No Sallah without ram fights
Whereas the winning ram’s manager, (yes, manager because the owners of the rams never even knew their nephews were engaging their rams in fights,) got the prize which often ranged from extra pieces of ram meat promised in advance when all the rams had been slaughtered and fried or a few naira notes.
So, there was this Sallah, as usual. All the cousins converged at the field where all the rams of the family members had been tied. We all prepared for several matches; as rams were pitted against one another. There would be a winning ram amongst all the rams which could number up to 10 or more, depending on how buoyant our fathers were.
Among the fathers was an uncle. He was an ex-military man. He was as fierce as he was feared by his nieces and nephews. We called him Alhaji K.
Among my cousins too, was a rascal, Rilwan who dared to pitch Alhaji K’s ram against another uncle’s ram. Now, Alhaji K’s ram looked like a buffalo. The ram was squat and wide and full of meat. That ram was almost human.
It would prance around after every victory; lifting its horns in defiance, snorting and showing its upper teeth at us cheering spectators. Maybe it was the taba working, who knew?
Anyway, Rilwan snuffed Alhaji K’s ram with more snuff shortly before the final fight. It was looking to be the champion ram for that’s year’s Sallah. With one final twist of its tail, a slap on its flanks, Rilwan pushed Alhaji K’s ram forward for the fight.
We were cheering, jumping, anticipating a victory…
Sallah ram gone mad, another dead!
The opponent ram was in no mood for a fight, though, it would drop its head every time someone pushed it to fight. Perhaps it was tired or maybe it knew what the outcome of the fight would be.
We booed and forcibly pushed it towards its opponent. Finally, it readied itself, like telling itself, let’s get this nonsense over and done with.
It kicked back, scratched the earth with its hind hoofs and charged. We heard a sickening twack and the buffalo-ram buckled, staggered sideways and collapsed…dead!
We didn’t have enough time to take it all in because the winner ram charged at us, lifted a few surprised kids with its horns and knocked them over. Then it went after every kid that didn’t think fast enough to run out of its way…It was a mad ram!
We ran blindly, falling over one another, screaming…It took a while but an adult finally caught the rampaging ram and secured it.

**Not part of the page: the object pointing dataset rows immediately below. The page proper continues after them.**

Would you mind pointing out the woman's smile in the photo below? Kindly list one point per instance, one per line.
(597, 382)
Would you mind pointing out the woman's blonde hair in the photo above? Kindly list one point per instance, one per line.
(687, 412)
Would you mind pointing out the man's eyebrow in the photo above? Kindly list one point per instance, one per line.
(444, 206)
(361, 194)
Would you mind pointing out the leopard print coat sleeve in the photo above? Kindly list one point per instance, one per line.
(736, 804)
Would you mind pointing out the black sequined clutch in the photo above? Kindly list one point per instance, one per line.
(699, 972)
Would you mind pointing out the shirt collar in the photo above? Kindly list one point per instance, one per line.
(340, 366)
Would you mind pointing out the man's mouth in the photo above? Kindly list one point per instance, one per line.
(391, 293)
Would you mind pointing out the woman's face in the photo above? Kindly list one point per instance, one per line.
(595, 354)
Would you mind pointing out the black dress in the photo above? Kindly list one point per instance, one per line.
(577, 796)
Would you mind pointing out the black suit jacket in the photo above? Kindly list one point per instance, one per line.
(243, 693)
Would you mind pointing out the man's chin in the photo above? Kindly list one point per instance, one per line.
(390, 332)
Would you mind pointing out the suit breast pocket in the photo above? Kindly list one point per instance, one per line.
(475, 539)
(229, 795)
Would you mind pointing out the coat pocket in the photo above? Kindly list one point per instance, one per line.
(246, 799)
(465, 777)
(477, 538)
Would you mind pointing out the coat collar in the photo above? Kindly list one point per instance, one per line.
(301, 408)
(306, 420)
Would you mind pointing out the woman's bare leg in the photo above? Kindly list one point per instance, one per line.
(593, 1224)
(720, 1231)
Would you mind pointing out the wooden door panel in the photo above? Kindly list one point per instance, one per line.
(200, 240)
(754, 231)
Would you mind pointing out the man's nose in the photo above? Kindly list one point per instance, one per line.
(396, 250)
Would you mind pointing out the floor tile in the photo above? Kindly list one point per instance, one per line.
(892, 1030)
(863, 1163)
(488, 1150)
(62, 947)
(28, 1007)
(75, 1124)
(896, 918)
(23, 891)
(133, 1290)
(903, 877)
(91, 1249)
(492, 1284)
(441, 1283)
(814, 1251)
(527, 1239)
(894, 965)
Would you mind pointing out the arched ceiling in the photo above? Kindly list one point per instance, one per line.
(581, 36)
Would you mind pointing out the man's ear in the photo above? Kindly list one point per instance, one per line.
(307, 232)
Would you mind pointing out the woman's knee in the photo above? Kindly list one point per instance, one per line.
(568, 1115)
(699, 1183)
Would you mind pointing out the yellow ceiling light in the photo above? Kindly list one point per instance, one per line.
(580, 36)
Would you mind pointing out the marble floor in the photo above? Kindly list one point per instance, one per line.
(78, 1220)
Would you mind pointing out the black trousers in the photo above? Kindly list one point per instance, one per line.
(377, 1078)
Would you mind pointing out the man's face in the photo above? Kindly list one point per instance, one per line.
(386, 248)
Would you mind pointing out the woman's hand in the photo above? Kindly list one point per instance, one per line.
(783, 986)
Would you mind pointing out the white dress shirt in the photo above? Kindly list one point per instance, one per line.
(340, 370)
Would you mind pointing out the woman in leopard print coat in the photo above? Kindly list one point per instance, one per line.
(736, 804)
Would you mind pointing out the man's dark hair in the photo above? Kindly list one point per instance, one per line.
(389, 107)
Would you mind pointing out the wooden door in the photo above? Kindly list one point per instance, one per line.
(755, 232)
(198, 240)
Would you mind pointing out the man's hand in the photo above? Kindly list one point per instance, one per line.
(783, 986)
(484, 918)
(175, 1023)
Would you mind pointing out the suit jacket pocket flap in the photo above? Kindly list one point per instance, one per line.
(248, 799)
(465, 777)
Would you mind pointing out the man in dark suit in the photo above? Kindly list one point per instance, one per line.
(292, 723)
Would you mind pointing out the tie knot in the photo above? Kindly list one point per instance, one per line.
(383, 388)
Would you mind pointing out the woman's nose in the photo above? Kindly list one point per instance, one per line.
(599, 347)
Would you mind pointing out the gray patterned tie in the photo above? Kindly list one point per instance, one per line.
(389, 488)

We had cuts and bruises and a few bled plenty from gashes on their heads. But that wasn’t the worst thing though. It was that Alhaji K’s ‘buffalo’ was dead and we were all in trouble!
Rilwan’s eyes were red. He must have seen his life racing before his very eyes. Literally his own body in a shroud being lowered into the earth that very evening because Alhaji K would have him head!
He scrambled to resuscitate the buffalo-ram but no show. We also disowned Rilwan, because on this dead ram matter, he was solely on his own.
No one dared go report to Alhaji K about the ram. What would you say?
Lessons learnt from ram-fight debacle
‘I watched as Rilwan gave your ram snuff, twisted its tail, pulled its hind leg to charge at the other ram and didn’t think to come call you before the other ram knocked it dead.’
No one had the liver to and yet, we were all complicit.
Rilwan ran away!
Meanwhile, at the homestead, the family compound, word had gone ahead to Alhaji K and the dead ram taken to him. The whole house quaked as he cursed the day Rilwan was conceived! He cursed his upbringing and cursed the rest of us who watched without thinking to come notify early enough.
Sallah was a sullen affair, even though the other brothers had quickly contributed money to replace the buffalo-ram with a doglike version…
At least, give something to Alhaji K to slaughter the following day being Sallah so he could fulfill his Islamic duties. He was not appeased. He wanted Rilwan’s head.
Our parents scolded us. They banned us from going out to play. Meanwhile, we took cold comfort from the pieces of meat we were given afterwards.
Thankfully today, Alhaji K and Rilwan are good together again and that incident curbed our ram fights.